In this case I'm not sure how long each step takes, so I'm hoping intermediary results i can copy by hand will work (it may take a second or several minutes). If this wasn't a brute force elimination of so many combinations I'm sure a different approach would work.

On 27/12/2021 12:10 AM, max haughton wrote:

I assume that's only when they are trying to actually use it? Early in the cycles (under 30) they were outputting quickly, but after 31 it can be minutes between results, and each thread (if I'm right) is working on a different number. So ones found where 3,5,9 are pretty fast while all the others have a lot of failures before i get a good result.

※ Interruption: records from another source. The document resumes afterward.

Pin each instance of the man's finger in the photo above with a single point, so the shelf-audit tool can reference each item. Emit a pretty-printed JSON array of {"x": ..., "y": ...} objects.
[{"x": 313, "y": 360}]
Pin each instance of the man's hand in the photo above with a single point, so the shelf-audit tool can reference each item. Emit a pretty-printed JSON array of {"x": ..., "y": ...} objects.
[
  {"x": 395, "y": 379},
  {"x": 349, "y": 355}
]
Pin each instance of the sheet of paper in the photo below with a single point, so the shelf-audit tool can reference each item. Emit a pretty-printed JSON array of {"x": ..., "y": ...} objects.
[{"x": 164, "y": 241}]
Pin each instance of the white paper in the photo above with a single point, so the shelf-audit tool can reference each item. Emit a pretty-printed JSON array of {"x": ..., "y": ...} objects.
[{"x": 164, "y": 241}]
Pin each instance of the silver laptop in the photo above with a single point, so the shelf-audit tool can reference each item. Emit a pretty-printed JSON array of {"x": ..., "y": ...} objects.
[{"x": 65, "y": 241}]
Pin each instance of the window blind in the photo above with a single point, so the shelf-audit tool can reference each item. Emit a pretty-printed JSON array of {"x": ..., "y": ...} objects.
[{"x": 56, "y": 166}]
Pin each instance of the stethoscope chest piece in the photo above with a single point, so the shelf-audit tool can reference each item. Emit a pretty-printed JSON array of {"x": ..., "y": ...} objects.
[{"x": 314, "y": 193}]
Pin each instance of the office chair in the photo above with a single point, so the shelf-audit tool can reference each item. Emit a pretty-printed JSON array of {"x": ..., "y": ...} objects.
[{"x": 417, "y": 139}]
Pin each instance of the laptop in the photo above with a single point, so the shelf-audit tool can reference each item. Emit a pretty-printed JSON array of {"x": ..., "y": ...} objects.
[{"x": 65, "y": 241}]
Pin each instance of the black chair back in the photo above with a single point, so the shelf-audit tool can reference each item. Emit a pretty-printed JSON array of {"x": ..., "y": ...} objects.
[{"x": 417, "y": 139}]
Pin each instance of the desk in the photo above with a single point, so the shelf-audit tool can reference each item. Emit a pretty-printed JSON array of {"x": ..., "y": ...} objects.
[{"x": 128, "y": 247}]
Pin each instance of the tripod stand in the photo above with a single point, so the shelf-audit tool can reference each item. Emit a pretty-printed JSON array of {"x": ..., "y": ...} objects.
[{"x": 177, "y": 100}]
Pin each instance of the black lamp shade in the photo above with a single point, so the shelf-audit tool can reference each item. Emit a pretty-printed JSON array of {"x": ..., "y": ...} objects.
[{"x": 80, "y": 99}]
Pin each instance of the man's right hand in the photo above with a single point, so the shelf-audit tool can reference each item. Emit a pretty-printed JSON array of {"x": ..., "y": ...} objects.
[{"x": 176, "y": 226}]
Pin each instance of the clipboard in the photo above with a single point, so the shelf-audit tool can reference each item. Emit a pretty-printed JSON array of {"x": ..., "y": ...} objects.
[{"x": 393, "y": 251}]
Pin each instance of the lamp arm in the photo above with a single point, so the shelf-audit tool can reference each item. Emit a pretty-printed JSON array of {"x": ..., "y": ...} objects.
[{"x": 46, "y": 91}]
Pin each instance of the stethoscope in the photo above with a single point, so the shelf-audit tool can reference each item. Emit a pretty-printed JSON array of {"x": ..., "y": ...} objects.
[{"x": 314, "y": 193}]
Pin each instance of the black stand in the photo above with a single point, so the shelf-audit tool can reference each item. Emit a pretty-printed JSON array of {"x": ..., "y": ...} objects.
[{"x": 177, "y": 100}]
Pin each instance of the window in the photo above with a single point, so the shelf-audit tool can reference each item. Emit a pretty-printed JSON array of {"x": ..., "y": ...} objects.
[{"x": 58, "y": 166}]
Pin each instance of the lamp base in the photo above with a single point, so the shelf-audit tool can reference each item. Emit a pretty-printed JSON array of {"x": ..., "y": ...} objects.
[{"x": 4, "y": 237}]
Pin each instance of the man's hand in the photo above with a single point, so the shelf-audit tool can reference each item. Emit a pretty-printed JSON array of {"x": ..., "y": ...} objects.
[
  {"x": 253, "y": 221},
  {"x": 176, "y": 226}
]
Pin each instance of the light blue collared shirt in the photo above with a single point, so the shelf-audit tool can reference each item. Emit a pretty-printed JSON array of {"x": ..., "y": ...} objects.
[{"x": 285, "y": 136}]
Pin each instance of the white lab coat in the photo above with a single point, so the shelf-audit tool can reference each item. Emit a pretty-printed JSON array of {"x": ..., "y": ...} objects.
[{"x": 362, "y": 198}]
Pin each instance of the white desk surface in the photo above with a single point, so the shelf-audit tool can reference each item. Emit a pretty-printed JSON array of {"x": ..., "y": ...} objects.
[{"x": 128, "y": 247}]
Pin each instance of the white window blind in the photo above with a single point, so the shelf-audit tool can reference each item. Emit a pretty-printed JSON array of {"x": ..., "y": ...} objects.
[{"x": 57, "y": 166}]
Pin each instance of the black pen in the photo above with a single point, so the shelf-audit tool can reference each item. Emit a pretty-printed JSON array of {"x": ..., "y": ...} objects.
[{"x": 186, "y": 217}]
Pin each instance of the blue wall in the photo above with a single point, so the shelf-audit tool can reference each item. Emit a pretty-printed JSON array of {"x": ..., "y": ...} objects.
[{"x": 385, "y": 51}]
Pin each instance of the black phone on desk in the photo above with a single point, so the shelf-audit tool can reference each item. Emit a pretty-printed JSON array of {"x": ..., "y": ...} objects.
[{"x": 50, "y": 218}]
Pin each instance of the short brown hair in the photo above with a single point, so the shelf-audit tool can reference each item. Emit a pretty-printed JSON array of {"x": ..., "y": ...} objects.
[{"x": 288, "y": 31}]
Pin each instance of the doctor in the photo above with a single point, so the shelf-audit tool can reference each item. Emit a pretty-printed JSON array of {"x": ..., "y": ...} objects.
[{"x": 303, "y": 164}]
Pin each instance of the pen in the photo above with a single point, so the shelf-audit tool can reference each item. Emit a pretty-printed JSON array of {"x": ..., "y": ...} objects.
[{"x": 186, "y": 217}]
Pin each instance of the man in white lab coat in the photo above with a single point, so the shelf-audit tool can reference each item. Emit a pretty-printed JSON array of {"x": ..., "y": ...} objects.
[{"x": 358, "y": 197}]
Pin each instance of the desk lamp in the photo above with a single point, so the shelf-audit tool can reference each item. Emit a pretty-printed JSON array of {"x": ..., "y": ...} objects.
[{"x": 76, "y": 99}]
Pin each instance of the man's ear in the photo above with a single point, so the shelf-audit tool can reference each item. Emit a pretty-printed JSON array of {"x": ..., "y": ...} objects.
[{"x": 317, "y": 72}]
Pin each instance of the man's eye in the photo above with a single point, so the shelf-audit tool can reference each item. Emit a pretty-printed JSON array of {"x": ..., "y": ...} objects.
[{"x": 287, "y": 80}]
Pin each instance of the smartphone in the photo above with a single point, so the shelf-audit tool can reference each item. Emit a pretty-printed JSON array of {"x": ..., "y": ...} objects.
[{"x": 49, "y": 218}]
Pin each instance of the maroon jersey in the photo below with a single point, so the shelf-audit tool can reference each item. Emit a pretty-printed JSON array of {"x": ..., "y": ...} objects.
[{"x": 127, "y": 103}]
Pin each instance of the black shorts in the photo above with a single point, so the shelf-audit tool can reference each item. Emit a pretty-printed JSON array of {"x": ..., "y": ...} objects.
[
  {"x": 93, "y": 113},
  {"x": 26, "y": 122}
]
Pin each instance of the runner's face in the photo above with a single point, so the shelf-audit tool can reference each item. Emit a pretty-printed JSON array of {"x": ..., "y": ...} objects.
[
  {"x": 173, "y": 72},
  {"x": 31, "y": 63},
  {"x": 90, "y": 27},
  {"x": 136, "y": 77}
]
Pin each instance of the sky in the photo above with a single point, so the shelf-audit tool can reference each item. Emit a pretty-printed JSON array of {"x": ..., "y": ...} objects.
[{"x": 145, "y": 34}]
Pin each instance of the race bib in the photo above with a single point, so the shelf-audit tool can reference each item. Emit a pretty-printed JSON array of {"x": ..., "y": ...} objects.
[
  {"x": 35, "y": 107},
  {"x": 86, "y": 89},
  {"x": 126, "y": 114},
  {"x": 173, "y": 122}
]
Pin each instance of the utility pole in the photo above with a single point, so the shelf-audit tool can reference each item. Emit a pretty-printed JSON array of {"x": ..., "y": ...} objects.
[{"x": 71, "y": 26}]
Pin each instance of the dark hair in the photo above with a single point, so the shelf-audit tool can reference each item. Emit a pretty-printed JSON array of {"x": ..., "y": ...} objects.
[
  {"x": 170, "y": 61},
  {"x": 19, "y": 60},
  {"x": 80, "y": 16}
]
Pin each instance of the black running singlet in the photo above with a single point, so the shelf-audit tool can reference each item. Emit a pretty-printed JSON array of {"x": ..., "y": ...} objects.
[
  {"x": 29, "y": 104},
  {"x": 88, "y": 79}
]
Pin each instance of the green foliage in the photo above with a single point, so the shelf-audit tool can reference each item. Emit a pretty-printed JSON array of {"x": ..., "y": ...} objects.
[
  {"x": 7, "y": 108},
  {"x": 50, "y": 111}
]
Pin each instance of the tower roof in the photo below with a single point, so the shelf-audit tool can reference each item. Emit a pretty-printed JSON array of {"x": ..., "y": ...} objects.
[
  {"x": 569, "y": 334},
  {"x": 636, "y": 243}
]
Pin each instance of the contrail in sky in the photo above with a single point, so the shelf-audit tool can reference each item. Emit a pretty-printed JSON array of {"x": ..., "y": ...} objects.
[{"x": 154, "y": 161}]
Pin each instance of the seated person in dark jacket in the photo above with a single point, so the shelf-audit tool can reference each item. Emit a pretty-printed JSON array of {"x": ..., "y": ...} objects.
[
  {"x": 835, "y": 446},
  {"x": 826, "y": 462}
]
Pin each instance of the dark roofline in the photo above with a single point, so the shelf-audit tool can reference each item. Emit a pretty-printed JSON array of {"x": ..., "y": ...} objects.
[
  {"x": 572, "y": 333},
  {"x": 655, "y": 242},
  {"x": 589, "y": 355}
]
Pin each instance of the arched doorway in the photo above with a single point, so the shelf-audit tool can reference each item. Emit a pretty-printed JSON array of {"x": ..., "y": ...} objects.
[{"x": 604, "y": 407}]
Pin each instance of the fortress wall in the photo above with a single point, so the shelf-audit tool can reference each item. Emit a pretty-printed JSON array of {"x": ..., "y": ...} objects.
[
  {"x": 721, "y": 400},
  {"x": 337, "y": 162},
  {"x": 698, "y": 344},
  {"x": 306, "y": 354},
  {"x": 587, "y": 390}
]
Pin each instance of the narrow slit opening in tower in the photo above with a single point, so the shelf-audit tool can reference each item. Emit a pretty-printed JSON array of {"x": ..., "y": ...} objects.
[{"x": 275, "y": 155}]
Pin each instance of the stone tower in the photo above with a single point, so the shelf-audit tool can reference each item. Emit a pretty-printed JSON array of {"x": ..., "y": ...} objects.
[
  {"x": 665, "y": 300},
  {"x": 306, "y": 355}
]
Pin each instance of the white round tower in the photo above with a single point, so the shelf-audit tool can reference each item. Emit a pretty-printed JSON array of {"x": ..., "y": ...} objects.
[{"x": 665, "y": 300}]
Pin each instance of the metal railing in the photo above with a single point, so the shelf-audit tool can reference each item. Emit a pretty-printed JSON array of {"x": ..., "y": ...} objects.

On Sunday, 26 December 2021 at 15:20:09 UTC, Bastiaan Veelo wrote:

Scratch that, I misunderstood the example. It doesn't solve ordering. The example works because order does not matter for addition. Sorry for spreading wrong information.

-- Bastiaan.

On Sunday, 26 December 2021 at 15:36:54 UTC, Bastiaan Veelo wrote:

Maybe. I did notice that the early stuff a bunch of output was getting mixed up;

        0x      0x      0x      0x      0x      0x      0x      0x35    /*33,   /*,     /*,     /*115,  /*,     /*3,   /
*9,     /*3410*/*/

Which i assume it's doing several small write calls and different threads are acting at the same time. So if I do an appender string and then outputted the string as a single bock that would likely go away; Though it wouldn't help with ordering.

IF I didn't have to wait so long to get results and wanted them all at once in order, I would write the results to the offsets of an array and then output it all at once at the end (and since they'd have their own offset to write to you don't need to lock).